Travailler ou fumer, il faut choisir


Si la consommation de drogue en dehors du lieu et du temps de travail ne peut pas, en tant que telle, justifier un licenciement, ce dernier peut être justifié lorsque cette consommation a entrainé des répercutions sur le travail. En outre, l’employeur est habilité à procéder lui-même à un test urinaire de dépistage de drogue si cette faculté est prévue et encadrée par le règlement intérieur de l’entreprise.

Tels sont les enseignements à tirer de l’arrêt du 27 janvier 2021 rendu par la Cour d’Appel d’Amiens (n°19/04143).

Dans cette affaire, un manutentionnaire de la société Stokomani s’était présenté au travail dans un état laissant supposer la prise de cannabis. Il fût alors soumis à un test urinaire de dépistage immédiat de produits stupéfiants puis, le test s’étant avéré positif, licencié pour faute grave.

Le salarié contestait cette mesure en faisant valoir que le fait d’avoir consommé du cannabis la veille de sa prise de fonction, durant le week-end, soit dans le cadre de sa vie privée, n’était pas constitutif d’une faute ; il arguait en outre que le test de détection par voie urinaire est un acte de biologie médicale, soumis comme tel au code de la santé publique, et ne pouvant être mis en œuvre que par un médecin biologiste ; enfin, il soutenait que son licenciement était en réalité fondé sur une volonté préalable de le congédier, l’employeur ayant utilisé un stratagème ayant consisté à programmer un dépistage de manière déloyale avec une probabilité que le test soit positif, sa chef d’équipe ayant connaissance de sa consommation occasionnelle durant le week-end.
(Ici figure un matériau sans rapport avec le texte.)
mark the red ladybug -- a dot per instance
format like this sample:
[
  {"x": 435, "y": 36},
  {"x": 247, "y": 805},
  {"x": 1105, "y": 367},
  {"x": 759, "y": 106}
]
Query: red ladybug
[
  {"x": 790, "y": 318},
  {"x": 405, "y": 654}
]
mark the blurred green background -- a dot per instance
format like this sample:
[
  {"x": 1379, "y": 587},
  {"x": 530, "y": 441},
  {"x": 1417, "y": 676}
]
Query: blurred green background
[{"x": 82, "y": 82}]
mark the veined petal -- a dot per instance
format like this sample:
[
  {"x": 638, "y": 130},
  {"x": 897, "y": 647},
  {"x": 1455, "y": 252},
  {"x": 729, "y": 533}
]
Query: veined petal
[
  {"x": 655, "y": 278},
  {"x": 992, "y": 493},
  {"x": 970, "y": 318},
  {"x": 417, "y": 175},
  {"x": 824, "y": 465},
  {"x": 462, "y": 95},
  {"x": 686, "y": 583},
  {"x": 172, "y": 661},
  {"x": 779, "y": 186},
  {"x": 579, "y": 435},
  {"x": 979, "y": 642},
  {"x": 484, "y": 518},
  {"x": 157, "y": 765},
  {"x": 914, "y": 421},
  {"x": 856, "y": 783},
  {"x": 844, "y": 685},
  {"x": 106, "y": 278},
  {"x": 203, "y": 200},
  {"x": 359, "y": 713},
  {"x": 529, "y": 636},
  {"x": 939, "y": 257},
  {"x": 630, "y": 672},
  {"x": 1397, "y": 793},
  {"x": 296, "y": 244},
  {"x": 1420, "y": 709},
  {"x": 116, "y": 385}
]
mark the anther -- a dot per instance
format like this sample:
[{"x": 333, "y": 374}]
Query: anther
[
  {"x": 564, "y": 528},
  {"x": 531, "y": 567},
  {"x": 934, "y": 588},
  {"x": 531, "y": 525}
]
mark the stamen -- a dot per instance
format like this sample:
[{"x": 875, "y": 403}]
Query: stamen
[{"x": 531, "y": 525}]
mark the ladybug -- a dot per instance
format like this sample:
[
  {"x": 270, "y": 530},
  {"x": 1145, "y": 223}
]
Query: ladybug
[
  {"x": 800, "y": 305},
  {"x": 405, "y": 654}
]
Tous ces arguments furent balayés.

La Cour d’appel a en effet constaté que le règlement intérieur encadrait cette mesure de dépistage (possibilité pour le salarié de se faire assister par un tiers appartenant au personnel de l’entreprise et d’exiger une contre-expertise par la médecine ou la gendarmerie). Se référant ensuite au code de la santé publique, la Cour d’appel a jugé que cet acte de dépistage n’était pas un examen de biologie médicale ; La cour a également pris soin de souligner que la nature des fonctions du salarié, amené à conduire des véhicules et engins de levage, justifiait le recours à ce test, dès lors que le salarié présentait des signes manifestes d’altération du comportement constatés par l’employeur ou son représentant. Enfin, les juges ont souligné que le salarié n’apportait pas d’éléments permettant de caractériser un complot le visant spécialement.

La faute grave était donc caractérisée et le licenciement, justifié.